Ungeschriebene Gesetze: Das Ende wird nicht verraten

Es gibt so ein paar Regeln der modernen Zivilisation, die irgendwie ‚heilig‘ sind und die niemand bricht und derer sich sogar die Medien in ihrer Breite unterwerfen. Eines davon ist: Das Ende wird nicht verraten.

Sich ein Fussball-Spiel seines Lieblingsclubs als Aufzeichnung zeitversetzt anzusehen ist eigentlich so gut wie unmöglich. Auch bei totaler Informationsblockade kommt bestimmt spätestens zwei Schritte vor der Haustür der Nachbar mit dem nett gemeinten: »Glückwunsch zum Sieg!«. Da werden freudig erwartete 90 Minuten zum Ärgernis.
Und dabei gab es früher sogar einmal in der Tagesschau vor der Sportschau nur eine tonlose Einblendung der Ergebnisse – mit Vorankündigung!

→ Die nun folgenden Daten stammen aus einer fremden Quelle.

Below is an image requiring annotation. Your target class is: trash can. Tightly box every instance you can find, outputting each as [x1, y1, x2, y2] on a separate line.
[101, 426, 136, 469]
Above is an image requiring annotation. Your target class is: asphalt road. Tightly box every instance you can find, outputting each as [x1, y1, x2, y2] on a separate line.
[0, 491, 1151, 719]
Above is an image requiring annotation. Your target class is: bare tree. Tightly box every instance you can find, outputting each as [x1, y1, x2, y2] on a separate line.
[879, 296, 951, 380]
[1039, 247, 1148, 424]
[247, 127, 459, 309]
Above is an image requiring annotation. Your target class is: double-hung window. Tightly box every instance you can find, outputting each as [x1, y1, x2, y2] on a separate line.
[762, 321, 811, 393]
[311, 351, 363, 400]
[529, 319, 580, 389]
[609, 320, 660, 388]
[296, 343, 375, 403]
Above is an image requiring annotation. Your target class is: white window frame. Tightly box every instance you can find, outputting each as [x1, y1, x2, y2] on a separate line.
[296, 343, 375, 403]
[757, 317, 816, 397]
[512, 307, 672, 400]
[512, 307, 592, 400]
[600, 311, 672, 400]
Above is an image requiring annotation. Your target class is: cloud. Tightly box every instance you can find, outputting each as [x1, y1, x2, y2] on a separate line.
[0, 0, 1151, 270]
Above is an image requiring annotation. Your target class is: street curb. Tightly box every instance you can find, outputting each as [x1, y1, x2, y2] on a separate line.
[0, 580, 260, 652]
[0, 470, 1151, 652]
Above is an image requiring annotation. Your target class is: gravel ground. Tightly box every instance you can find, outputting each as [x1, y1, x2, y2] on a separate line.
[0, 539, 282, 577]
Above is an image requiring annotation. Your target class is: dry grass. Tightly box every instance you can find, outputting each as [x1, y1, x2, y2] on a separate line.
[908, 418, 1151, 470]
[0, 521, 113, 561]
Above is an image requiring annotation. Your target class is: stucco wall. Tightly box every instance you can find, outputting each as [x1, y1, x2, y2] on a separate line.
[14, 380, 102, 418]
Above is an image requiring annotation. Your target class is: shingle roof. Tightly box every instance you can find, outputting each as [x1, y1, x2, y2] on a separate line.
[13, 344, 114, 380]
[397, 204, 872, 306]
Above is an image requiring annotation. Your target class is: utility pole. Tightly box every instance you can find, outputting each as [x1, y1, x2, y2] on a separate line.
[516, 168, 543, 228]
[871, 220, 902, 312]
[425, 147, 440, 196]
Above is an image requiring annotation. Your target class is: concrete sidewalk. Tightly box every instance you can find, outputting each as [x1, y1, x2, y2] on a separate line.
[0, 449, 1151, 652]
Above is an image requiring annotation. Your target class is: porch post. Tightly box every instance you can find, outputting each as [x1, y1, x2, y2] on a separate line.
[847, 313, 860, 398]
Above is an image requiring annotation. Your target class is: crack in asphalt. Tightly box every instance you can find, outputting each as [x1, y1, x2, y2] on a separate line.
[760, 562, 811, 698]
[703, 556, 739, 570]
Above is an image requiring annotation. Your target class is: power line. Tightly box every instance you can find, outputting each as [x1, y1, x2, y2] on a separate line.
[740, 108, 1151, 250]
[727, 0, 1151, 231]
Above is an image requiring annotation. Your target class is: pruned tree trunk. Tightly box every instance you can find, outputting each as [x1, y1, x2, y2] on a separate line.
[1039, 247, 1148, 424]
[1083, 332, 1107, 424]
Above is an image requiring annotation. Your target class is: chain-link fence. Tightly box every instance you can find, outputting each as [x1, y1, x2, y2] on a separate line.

Aber Filme und Bücher – da hält man noch heute dicht. Zwar gibt es bei Filmen Trailer und Rezensionen, aber das Ende wird i.d.R. nicht verraten. Und bei Büchern haben erst Recht alle tiefsten Respekt. Die Freude auf einen spannenden Roman, das hat was, das will man nicht zerstören. Und auch im Privaten: Wer da beim Abendessen nur beiläufig erwähnt, dass ‚das Ende aber sehr überraschend‘ wäre, gilt in Anwesenheit wenigstens eines Lesewilligen des betroffenen Buches als schwerer Fettnapftritt – und zu Recht.

Wenn man sich jetzt in Weblogs einen Spaß daraus macht, bereits in einer Überschrift oder via RSS den Inhalt und das Ende eines Buches (oder wesentliche Elemente) zu verraten, der bricht nicht nur mit dem beschriebenen Gesetz, der missbraucht auch das Vertrauen der Leser in den Schreiber. Es ist wie eine – im allerweitesten Sinne zu verstehenden – Informations-Vergewaltigung.

Wahrscheinlich hört man mir gerade an, dass ich mich maßlos ärgere. Stein des Anstoßes sind dabei zwei Berichte bei Spreeblick und (mit Verweis darauf) bei Nerdcore, die einen wesentlichen Punkt des neuen Harry Potter-Roman verraten. Läßt Johnny von Spreeblick wenigstens noch die Wahl, ob man weiterklickt und liest oder nicht, gibt René von Nerdcore einem diese Chance nicht.

Aber auch Nerdcore ist – um das einmal einzuschränken – ja auch nur Nachahmer und eben zufällig mein Stein des Anstoßes gewesen.
Die Frage ist doch: Führt die Weblog-RSS-Feed-Kultur dazu, dass man zwangs-informiert wird? Geht es im Beispiel ja ’nur‘ um ein Buch, so läßt die Fantasie im multimedialen Bereich viel Spielraum – Bilder, Sequenzen, Schlagworte – politisch motiviert, religiös anstößig, nicht jugendfrei. Vielleicht ist das eine echte Gefahr des ‚unkontrollierten‘ Medienbooms in Weblogs. Wenn keine Regeln bestehen, keine Kontrolle, dann gibt es eben auch Entwicklungen, die man als ’negativ‘ einstufen könnte.
Und sei es nur – wie im Beispiel -, weil man es halt lustig findet und man es eben ‚kann‘.

Es bleibt einem nur sich gut auszusuchen, was man abonniert und wen man liest – oder an die Vernunft zu appelieren. Da dies im angesprochenen Fall nicht geholfen hat (was mich wundert, weil man dort sonst ein gutes Buch zu schätzen weiß) und der Blogartikel noch immer besteht, will ich zu Nerdcore heute noch nicht mal verlinken. 🙁

Spreeblick: Harry Potter in drei Minuten

Update [02.08.2005]: Dass das Ganze auch offline funktioniert, darauf weißt SPON nun in einem Artikel hin. Man kann sich T-Shirts bestellen, auf dem wesentliche Inhalte des neuen Potter einfach durch die Gegend getragen werden.
Dumm nur, dass auch SPON mit seinem Artikel durch die Abbildung eines Ausschnitts eines solchen T-Shirts wieder ein Detail verrät: Die Seitenzahl! – Ein Versehen?

SPON: Wollen Sie sich mal so richtig unbeliebt machen?